The defendant in Leonard argued that the rule set forth in Zwicker, i.e., that an injury which predate the marriage could not give rise to a loss of consortium, applied equally in the case where a plaintiff is exposed to asbestos before the marriage, but develops an asbestos-related disease after being married.  The Leonard court did not agree.

It first noted that latent disease injuries such as those posed by asbestos exposure, pose unique problems for determining accrual.  Citing to the Supreme Court’s decision in Buttram v. Owens–Corning Fiberglas Corp. (1997) 16 Cal.4th 520, the Lenoard court stated that “Our Supreme Court has recognized the unique problems presented in determining the time of accrual for a cause of action arising from latent, progressively developing diseases such as mesothelioma or asbestosis, where decades can pass between the first asbestos exposure and development of cancerous mesothelioma tumors.”  “This lengthy latency period renders efforts to pinpoint the date on which the disease was contracted virtually impossible, medically and legally.  Further, this inability to pinpoint when injuries were sustained in asbestosis cases renders determining the date on which a plaintiff’s cause of action accrued a herculean task .”  (Buttram, at p. 530 (citations omitted.)  Thus, “[n]o temporally discrete event exists that encompasses the defendant’s breach and the plaintiff’s injury. Instead, insidious disease litigation involves an extended chronology of causation unlike traditional snapshot torts.”  (Id., at 529.)  As such, the cause of action generally does not accrue until the plaintiff has been diagnosed with an asbestos-related condition. “[U]ntil the plaintiff’s injury is first diagnosed or discovered by the plaintiff, he has no awareness of his disease or injuries, or of the possibility of a future need to file suit, much less any expectation of recovery….”  (Id., at 535.)

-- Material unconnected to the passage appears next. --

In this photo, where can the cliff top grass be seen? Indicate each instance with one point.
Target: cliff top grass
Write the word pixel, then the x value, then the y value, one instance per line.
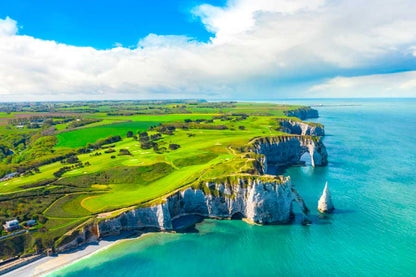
pixel 188 143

As such, the court in Leonard found that circumstance to be readily distinguishable from the facts in Zwicker.  In Zwicker, the injury occurred and became manifest before the couple’s marriage: Zwicker’s testicle was surgically removed and three tests showed he was infertile. (Zwicker, supra, 98 Cal.App.4th at p. 29.)  It was only the permanence of the infertility that was discovered after the date of the marriage.  (Id.) The wife’s argument for a loss of consortium claim was simply an assertion that her claim did not arise until she knew the full extent of her spouse’s injury.  (IdSee also, Priola v. Paulino (1977) 72 Cal.App.3d 380 [rejecting attempt to state a claim for loss of consortium stemming from unexpected complications arising from prior car crash].)

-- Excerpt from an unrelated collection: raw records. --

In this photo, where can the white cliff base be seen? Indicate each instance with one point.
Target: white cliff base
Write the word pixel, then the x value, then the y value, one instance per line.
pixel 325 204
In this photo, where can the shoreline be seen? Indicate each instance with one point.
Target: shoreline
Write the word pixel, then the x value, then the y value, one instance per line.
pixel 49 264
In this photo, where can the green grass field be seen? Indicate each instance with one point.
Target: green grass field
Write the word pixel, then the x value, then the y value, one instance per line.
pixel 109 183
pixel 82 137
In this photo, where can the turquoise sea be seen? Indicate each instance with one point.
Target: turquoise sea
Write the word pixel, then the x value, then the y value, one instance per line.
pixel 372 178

Given these distinctions, the court in Leonard found no reason to depart from the reasoning set forth in Buttram in cases involving latent diseases.  The relevant injury in a loss of consortium claim is injury to the spouse’s enjoyment of the marital relationship. (See Rodriguez, supra, 12 Cal.3d at pp. 404–405.)  That injury “does not occur until the direct victim suffers an appreciated physical or emotional injury due to the defendant’s negligent conduct that in turn damages the marital relationship.”  So even if the negligent conduct precedes the marriage, a loss of consortium claim may be maintained if the injury is not discovered (or discoverable) until after the marriage.